# tounge & groove bits



## kamrx7 (Nov 3, 2005)

I am using the tongue and groove router bit set from Sommerfeld to make some cabinets. They advertise that each bit is made to match perfectly so you do not have to adjust bit height between set-ups, just bottom out the bits on the rubber grommet they provide and you get perfectly matched joints every time. The problem is my shaft is about 2 in. deep and the shaft on the router bits are much less so they don't bottom out in the router. What this means is that I have to manually change my router height/set-up between bits.
I have a Porter Cable 7518 mounted in my router table. I am not aware of any adjustment I can make on the router shaft depth. If there is no way to adjust the shaft depth in the router, then is there something I can insert into the shaft that would raise the bits so this joinery system works as advertised? Sommerfeld has a great video but it fails to address this problem.
Any ideas/suggestions are appreciated. Thanks


----------



## bobj3 (Jan 17, 2006)

Hi kamrx7

The key is the rubber grommet ,it must be in the bottom of the collet (Lock Nut), I also use a hard rubber faucet washer in one or two of my PC's, because it's hard rubber it will stay in place when you drop the bit in place.
Note*** faucet washers, you can pickup a small repair kit box at ACE Hardware.HD,etc. you will find one that's just a bit over 1/2" in dia.grind it down on the belt sander so it can be tap into place, because the collet is sharp on the bottom it will cut off just a bit of the washer when you put it in place, but it will stay in place without any glue or anything eles.. 
You will not need to use the rubber grommet if you use the faucet washer,it gives the bit a stop point and your joints will come out just like in the video and the way you want them, side Note Marc sometimes will use two rubber grommets but you need to watch the DVD/VHS two or three times to see him do it.
Also he's not using a PC he using the green router (Hitachi) .

Hope this helps 

Bj


----------



## Woodnut65 (Oct 11, 2004)

Hi: Did they provide two "O" rings with the bits? I think I would get two "O" rings, and mount them on the shank of each bit, at the same distance on the shaft. This way when inserted they will only enter the collet until it hits the O ring. 
Hope this helps.. Woodnut65


----------



## bobj3 (Jan 17, 2006)

Hi Woodnut65

They do come with one rubber grommet but no O-Rings, o-rings would be a tricky setup at best, the bits are not the same height, but they are a match set, one of the bits is about 2 5/8" long and the other is about 2 3/4" But they use the botton of the bit as ref.point.
Just for kicks I got the set out and did a quick check, it would take 7 O-rings on one bit and 4 on the other and maybe 4 more on ea. because they have a flat wrench spot on the shank just under the bit that the oil ring may slip over with just a little force.

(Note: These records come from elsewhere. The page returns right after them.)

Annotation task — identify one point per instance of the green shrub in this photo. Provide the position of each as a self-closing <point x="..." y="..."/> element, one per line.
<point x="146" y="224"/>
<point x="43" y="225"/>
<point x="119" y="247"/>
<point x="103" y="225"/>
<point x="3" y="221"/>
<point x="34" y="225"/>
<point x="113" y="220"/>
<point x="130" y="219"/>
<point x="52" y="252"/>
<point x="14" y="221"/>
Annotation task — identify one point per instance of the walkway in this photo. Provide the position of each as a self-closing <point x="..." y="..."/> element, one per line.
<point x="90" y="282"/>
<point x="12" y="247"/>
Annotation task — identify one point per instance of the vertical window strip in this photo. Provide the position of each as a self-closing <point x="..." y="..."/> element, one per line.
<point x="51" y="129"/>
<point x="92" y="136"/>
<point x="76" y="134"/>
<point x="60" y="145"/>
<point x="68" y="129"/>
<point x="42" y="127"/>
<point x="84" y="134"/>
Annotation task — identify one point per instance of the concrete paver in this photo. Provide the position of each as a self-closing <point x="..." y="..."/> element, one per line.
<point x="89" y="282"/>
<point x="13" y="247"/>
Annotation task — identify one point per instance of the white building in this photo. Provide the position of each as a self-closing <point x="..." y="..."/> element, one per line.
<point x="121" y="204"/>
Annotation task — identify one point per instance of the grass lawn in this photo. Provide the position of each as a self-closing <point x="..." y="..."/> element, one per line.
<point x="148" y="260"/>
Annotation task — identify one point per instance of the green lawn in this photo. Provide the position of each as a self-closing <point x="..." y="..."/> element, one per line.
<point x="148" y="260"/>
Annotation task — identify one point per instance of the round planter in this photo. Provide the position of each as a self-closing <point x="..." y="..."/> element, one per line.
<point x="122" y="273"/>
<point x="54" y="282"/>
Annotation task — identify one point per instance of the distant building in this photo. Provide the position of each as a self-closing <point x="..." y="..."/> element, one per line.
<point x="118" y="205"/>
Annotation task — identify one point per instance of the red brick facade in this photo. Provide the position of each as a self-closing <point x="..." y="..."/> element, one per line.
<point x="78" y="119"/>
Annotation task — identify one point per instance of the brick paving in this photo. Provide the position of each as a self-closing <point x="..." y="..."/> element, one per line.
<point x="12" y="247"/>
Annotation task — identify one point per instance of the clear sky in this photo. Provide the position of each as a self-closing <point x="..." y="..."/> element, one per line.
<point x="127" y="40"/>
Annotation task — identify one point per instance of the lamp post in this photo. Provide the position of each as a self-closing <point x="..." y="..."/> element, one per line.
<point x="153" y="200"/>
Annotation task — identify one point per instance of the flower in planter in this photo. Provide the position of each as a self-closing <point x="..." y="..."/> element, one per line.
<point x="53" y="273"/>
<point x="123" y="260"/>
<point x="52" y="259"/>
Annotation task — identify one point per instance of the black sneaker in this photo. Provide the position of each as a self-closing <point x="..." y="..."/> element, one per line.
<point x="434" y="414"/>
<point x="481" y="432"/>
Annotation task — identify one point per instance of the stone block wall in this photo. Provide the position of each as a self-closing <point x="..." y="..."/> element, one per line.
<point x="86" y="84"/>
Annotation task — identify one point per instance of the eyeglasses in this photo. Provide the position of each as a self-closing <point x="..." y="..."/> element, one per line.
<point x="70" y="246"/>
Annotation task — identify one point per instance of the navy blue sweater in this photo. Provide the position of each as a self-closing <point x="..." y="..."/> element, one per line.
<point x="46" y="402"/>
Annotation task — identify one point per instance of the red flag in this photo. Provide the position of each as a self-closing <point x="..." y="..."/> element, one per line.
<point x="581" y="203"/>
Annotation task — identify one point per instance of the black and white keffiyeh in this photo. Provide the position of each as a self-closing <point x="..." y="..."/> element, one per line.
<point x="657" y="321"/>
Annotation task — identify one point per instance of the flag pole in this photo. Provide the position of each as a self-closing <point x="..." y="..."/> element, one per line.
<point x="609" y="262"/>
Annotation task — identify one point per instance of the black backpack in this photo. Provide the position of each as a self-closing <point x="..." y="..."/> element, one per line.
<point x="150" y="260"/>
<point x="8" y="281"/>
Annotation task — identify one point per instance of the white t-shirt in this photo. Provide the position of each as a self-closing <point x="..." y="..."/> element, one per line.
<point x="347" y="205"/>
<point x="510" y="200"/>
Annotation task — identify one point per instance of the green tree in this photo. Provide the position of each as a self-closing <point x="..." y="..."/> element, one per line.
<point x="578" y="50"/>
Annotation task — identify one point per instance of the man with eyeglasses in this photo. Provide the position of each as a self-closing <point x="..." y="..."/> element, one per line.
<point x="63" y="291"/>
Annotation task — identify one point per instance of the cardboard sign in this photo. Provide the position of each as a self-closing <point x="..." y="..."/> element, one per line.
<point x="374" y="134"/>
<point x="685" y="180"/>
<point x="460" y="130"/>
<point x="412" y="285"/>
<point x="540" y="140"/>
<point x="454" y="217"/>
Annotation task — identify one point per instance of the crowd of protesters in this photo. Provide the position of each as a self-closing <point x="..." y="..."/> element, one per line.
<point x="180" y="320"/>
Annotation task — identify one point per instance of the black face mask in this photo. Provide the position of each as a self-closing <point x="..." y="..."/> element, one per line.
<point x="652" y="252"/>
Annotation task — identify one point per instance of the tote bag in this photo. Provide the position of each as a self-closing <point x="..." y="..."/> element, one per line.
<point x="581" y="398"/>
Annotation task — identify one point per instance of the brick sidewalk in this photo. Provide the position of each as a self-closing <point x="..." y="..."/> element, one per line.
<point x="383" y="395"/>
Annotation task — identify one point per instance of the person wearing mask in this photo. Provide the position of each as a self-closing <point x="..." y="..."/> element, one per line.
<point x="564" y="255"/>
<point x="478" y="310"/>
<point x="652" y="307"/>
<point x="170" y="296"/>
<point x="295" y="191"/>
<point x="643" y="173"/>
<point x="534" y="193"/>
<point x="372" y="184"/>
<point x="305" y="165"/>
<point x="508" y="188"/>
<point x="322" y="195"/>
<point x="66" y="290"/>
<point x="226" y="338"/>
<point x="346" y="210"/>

Then we come to the Space that each o-ring would take or to say not take, the gap times 7 would be a big deal.
The bits MUST be the same when they are dropped in the hole,and .010 is a big deal when it comes to a matched set of bits.

Here's a snapshot of the faucet washer in place, see below ▼

As you can see one faucet washer (.15 cent item) will do the trick  and because the hard rubber washer snaps into the part of the collet that is split it will compress the base of the collet nut and let it work the way is was made to.
Plus this SMALL trick will work with most match router bit sets. 
i.e. making cabinet doors,frames,etc.

attn: kamrx7 ,,,you will see a red trim bit in the box, I put the bit in the set because it's 1/4" shank and I use a small trim router to remove the tongue from the edge, so the boards will fit in place, see the DVD video when Marc will use a standard BIG router to do this very small job.

Bj


----------